Da lì è scattata la tagliola che avrà però strascichi nelle prossime settimane. Alla scelta di demansionare il manager si intreccia la partita dei soci «ribelli» che chiedono di cambiare la governance della società assicurativa. Ieri, il cda ha messo a disposizione dei soci, che dovranno deliberare sulla modifica dello statuto il prossimo 25 aprile, quattro nuovi pareri legali che criticano le conclusioni del parere pro-veritate redatto su mandato dei dissenzienti e in cui si escludevano «vizi di legittimità» nella modifiche statutarie proposte.
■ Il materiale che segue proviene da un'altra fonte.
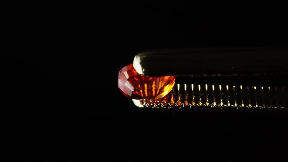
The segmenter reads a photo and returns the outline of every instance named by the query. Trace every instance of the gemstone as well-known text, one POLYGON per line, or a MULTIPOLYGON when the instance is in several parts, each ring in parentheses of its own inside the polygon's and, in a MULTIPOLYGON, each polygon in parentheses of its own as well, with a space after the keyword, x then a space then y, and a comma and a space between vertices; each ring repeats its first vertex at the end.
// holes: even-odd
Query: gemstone
POLYGON ((175 77, 151 77, 138 74, 133 63, 120 70, 118 88, 124 96, 133 99, 153 99, 166 96, 175 84, 175 77))

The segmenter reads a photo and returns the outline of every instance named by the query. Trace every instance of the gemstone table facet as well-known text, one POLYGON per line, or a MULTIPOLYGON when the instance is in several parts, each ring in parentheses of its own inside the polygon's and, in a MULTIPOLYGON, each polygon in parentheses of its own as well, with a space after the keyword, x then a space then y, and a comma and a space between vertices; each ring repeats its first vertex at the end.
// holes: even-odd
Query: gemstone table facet
POLYGON ((150 77, 138 74, 133 63, 123 67, 118 73, 118 88, 126 97, 136 99, 153 99, 167 95, 175 84, 175 77, 150 77))

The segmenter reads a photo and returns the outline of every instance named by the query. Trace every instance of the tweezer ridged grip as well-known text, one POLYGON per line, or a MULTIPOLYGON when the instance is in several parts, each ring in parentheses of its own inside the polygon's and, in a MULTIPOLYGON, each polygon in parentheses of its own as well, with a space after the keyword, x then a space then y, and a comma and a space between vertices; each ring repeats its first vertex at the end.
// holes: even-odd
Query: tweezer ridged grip
POLYGON ((287 108, 287 88, 177 84, 165 98, 141 102, 147 108, 287 108))
POLYGON ((139 53, 134 61, 149 76, 274 74, 288 73, 287 55, 288 47, 167 49, 139 53))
I quattro pareri legali sono firmati da Giulio Tremonti e Sergio Patriarca, da Mario Cera, da Matteo Rescigno e da Piergaetaneo Marchetti, gli stessi giuristi che, su mandato del cda di Cattolica, avevano espresso riserve sulle modifiche dei «ribelli» che avrebbero fatto decadere il presidente Paolo Bedoni e altri tre amministratori, a causa del superamento dei nuovi limiti di età. Al di là dei temi legali, nella prossima assemblea emergeranno anche le fazioni, comprese quelle legate a Minali. Tra i contratti finiti nella lista nera del cda c'è anche quello con Credit network& finance che in un biennio è cresciuto del 50%, arrivando a valere 7 milioni. La società si occupa di recupero crediti ed è guidata da Luigi Frascino, l'imprenditore che a soli 10 giorni dalla defenestrazione di Minali ha guidato l'assemblea straordinaria (novembre 2019) che ha provato a smontare la governance di Cattolica e il tradizionale legame con il territorio. Un caso? Ad aprile si capirà.